— Я вам покажу! Вы, помещики, богатеи, предатели, шпионы, контрреволюционеры, вы, враги пролетариата, и ещё смеете сидеть здесь, как все люди, вино попивать? А ну встали все у меня!
Хун Тайюэ уже несколько лет, как сложил полномочия, но его влияние ещё чувствовалось.

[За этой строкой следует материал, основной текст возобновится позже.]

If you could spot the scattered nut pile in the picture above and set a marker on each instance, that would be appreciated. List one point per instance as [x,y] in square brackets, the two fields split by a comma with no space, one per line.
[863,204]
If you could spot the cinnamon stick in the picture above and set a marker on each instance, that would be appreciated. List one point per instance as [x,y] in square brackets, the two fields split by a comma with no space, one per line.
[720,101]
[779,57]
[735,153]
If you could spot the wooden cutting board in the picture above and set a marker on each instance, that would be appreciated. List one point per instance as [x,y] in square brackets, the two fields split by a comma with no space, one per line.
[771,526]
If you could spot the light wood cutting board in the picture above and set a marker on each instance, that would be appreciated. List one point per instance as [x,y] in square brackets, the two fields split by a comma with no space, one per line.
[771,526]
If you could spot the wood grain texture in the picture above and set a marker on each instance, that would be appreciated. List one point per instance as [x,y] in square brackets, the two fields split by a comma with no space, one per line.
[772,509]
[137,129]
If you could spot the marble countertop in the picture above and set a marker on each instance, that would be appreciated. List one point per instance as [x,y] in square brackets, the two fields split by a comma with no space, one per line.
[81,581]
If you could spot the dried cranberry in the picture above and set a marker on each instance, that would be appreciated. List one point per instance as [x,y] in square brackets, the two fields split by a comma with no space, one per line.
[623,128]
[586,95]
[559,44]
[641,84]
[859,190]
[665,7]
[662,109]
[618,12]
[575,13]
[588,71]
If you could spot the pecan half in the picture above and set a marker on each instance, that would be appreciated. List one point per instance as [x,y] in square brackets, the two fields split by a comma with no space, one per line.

От вида его указующего перста, от строгого тона и серьёзного выражения «мерзавцы», с которых совсем недавно сняли ярлыки, как по условному рефлексу, повскакали с мест, у некоторых по лицу ручьём струился пот.
— Ты… — Хун Тайюэ ткнул в сторону Яна Седьмого и заорал ещё более гневно: — Ах ты предатель, слизняк этакий, отребье, перед классовыми врагами на колени становишься, пощады просишь, а ну поднимайся давай!

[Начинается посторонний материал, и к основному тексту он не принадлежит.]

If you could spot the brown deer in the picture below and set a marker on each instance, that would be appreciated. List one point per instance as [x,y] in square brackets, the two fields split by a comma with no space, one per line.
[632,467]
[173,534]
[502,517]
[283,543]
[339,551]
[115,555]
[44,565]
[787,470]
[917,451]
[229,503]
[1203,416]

Тот хотел было встать, но соприкоснулся со свисавшим с ветки мокрым галстуком, ноги у него будто подломились, и он шлёпнулся на зад, упёршись спиной в абрикос.

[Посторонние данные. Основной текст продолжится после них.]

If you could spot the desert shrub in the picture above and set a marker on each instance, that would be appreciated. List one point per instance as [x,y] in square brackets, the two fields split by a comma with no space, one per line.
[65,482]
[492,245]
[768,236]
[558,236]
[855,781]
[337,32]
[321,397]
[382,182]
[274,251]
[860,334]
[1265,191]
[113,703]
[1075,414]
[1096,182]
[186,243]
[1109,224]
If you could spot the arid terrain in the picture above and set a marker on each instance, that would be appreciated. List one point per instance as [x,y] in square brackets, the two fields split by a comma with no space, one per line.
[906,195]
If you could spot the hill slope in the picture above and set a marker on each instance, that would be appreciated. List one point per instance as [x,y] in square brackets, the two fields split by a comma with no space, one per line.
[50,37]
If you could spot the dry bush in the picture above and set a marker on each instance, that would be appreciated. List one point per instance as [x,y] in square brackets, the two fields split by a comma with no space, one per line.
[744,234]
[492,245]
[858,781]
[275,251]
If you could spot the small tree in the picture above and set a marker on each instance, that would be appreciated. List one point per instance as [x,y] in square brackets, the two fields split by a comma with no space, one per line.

— Вы, вы, вы… — Хун Тайюэ раскачивался, словно на палубе борющегося с ветром и волнами кораблика, и тыкал как попало в стоявших у столиков. Начав говорить, он излагал почти так же, как тот «революционно помешанный» у Мо Яня в рассказе «Последний борец за революцию»: — Не радуйтесь и не думайте, что вы добились своего, мерзавцы! Посмотрите на это небо… — Он хотел указать вверх, но чуть не упал. — Под этим небом всё принадлежит нам, коммунистам, пусть на время и появились чёрные тучи. Вот что я вам скажу: если кто-то и снял с вас ярлыки, это не считается, это лишь на время, и недолго ждать, когда вам напялят эти колпаки снова — уже железные, стальные, медные, приварят намертво к башке, и каждый будет носить их до самой смерти, до гробовой доски, вот вам мой ответ истинного коммуниста! А ты, переметнувшийся элемент, — продолжал он, ткнув пальцем в уже похрапывающего под деревом Яна Седьмого, — не только встал на колени перед классовыми врагами, ещё в спекуляцию ударился, чтобы подрывать коллективную экономику. — И повернулся к Цюсян. — Или вот ты, У Цюсян. Я сперва пожалел тебя, колпак на тебя не напяливали, но ты осталась верной своей эксплуататорской сущности. Стоило установиться подходящему климату, тут же пустила корни и дала ростки. Так что зарубите себе на носу: мы, коммунисты, мы, члены партии Мао Цзэдуна, неоднократно проходили через внутрипартийную борьбу за смену курса, нас, закалённых в бурях классовых боёв коммунистов, большевиков, не сломить, мы не склоним голову никогда! Выделение земельных наделов — что это как не попытка ещё раз доставить мучения широким массам беднейших крестьян и середняков, опять заставить их страдать! — Он высоко поднял сжатый кулак. — Мы не можем прекращать борьбу, мы должны свергнуть Лань Ляня, сорвать этот чёрный флаг! Это задача всех сознательных бедняков и середняков большой производственной бригады Симэньтуни! Этот мрак ненадолго, этот холод лишь на время…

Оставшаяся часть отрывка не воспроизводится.